While I understand the dynamic nature of sequence data and chip design, I would expect that such discordance, when reported in a single paper, would be addressed by the authors as the paper is published, and it should not be left to the reader to have to spend precious hours poring over the data trying to make sense of it, engage in communications with the author, and then, eventually, be told to download the raw data and re-analyse it in order to find the answers to their questions.

Even if the authors did a bad job presenting their work in a careless and possibly wrong way (I won't know until i re-analyse ,and I'll be damned if I waste any more of my time on that), what role does peer-review serve? Finally, the scientific community suffers because of time spent in following wrong leads that were not thoroughly researched in the first place and high profile, high impact journals actually publish what is essentially incorrect or invalidated information.


Sakshi said...

Ask me about the HTS data and how much BS passes as true hits sometime. It is a sore point with me.

A lot of BS passes onto high end journals too. Its a loss of time, money and lot of heartache to redo some of the experiments again. Not to mention how no one believes you if you cant get the expt to work - coz the said group got published in N/S/C... Arggh.. I think I will stop here - still very angry about some things :(

P said...

They asked you re-analyze their data???? Wow that is just beyond ridiculous. There should be some place where we can report such misconduct.
It's really surprising how such papers get published, that too in reputed journals. I won't be surprised if one of those big name authors also feature on the editors' list or some such of that journal. Once someone is famous, hardly anyone dares to question them...peer review is just a formality then. When it comes to us newbies then they make us change the language of abstract 3 times to make it 'more attractive to general reader'!

TBIF said...

PLOS is an open-access journal and tries very hard to harness the power of Web 2.0

They have a comment option on their articles to encourage discussion. By their own estimate it is an underused feature. However, in a perfect world, if discrepancies or doubts or questions arose then reader comments would help start a discussion - like on a blog.

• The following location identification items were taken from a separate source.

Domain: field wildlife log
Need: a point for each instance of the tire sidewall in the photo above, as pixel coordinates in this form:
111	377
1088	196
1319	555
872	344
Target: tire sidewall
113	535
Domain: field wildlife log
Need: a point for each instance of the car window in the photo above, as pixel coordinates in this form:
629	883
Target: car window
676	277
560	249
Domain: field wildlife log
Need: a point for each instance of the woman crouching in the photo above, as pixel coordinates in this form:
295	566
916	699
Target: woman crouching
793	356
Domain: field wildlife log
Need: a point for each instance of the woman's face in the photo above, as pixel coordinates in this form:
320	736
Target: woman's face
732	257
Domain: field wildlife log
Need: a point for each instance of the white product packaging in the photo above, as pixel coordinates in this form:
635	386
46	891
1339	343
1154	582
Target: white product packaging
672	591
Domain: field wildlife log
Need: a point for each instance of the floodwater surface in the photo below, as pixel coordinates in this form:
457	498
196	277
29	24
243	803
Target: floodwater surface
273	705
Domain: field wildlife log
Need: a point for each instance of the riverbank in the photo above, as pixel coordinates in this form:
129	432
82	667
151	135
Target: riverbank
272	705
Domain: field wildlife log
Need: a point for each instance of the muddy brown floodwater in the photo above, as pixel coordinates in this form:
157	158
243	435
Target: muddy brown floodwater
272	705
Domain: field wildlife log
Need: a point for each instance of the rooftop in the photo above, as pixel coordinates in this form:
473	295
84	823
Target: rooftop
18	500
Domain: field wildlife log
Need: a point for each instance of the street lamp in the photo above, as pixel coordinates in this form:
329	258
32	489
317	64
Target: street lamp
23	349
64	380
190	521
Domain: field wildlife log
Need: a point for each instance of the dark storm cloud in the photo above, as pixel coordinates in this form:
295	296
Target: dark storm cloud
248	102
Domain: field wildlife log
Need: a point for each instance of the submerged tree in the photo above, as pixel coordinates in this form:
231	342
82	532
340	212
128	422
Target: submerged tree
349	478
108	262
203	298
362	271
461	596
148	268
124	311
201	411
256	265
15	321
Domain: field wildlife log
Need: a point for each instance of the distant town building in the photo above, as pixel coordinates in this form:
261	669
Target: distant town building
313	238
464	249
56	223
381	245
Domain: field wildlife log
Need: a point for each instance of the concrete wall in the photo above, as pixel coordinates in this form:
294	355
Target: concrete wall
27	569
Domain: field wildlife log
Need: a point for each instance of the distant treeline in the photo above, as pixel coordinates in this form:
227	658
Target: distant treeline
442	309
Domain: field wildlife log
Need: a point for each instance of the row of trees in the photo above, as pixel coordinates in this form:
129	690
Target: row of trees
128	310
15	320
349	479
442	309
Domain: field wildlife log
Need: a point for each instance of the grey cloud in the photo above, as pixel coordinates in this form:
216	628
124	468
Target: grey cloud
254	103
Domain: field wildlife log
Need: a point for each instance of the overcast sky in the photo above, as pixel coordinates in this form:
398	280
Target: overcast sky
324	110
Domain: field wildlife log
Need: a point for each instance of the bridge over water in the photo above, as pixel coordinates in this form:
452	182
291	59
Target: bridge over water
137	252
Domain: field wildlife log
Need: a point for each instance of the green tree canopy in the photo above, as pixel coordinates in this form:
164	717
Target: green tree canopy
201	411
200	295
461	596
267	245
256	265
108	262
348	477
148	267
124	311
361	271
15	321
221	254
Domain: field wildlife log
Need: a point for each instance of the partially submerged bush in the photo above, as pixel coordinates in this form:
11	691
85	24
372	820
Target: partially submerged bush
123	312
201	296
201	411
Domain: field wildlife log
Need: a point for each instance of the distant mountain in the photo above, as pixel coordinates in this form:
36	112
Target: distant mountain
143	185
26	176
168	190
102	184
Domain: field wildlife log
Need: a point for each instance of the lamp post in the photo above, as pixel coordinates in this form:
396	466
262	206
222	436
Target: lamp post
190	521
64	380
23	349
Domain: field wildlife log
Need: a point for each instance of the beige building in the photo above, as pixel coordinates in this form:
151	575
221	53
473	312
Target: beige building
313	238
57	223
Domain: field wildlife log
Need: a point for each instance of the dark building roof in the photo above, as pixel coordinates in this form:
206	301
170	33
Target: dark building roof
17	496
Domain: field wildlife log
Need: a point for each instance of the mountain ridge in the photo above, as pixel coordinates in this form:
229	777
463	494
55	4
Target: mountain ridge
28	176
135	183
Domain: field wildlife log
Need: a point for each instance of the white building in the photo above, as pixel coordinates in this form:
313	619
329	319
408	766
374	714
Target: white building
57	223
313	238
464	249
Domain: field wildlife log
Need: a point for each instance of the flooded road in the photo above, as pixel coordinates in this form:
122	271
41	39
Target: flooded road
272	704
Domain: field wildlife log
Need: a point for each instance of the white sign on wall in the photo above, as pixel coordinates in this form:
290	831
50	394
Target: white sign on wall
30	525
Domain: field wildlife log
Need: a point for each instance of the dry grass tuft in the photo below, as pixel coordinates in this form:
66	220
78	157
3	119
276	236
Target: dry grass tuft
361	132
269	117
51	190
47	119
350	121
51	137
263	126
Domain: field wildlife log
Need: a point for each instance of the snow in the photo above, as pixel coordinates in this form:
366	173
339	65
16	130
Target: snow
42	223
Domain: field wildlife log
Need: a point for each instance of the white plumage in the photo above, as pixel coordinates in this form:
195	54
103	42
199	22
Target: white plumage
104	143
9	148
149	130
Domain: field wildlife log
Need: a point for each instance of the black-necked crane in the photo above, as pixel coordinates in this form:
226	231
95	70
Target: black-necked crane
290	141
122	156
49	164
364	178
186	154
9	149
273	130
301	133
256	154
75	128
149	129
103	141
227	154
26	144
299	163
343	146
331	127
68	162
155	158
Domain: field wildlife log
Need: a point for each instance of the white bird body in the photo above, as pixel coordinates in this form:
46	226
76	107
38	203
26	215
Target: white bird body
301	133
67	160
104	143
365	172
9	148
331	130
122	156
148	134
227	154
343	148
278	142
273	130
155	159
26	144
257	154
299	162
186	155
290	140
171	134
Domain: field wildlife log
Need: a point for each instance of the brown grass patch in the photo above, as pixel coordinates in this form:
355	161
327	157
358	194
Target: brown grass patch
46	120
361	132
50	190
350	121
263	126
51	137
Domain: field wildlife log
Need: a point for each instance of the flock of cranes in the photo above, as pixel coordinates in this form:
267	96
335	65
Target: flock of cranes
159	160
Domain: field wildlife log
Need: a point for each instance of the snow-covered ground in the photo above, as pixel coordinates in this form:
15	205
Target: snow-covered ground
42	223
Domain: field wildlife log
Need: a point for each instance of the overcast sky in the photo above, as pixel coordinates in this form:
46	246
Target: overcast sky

Maybe you could try going that route.

The_Girl_From_Ipanema said...

yes, I think the problem is pronounced in HTS. Because of the very nature/scale of the data, people can slip BS in and it escapes notice or gets overlooked. Unfortunately, everything is HTS these days, and that only means we are all swimming in a sea of BS, trying to make sense of it and ending up reinventing the wheel for ourselves, inspite of a thousand papers out there reporting "Candidate genes".

Exactly. I would be so ashamed to have to tell someone to reanalyse data that I published in a journal. They guy told me that in a very pedantic fashion too, as in "you know, you should re-analyze it and i can help u with it but u shd do it because this data is so dynamic".
And I was thinking the same thing- there has to be some redressal- some platform where these things can be voiced.

I have begun the process of annotating the paper on PLOS website-at the very least, someone else going through the paper will not waste his/her time like me, and will be aware of the discrepancies.

Ni said...

err....I actually read all of it, start to end. Of course there is nothing for me to add, because I understand none of it.

aequo animo said...

The small font is bad. yeah, and most journals publish crap too.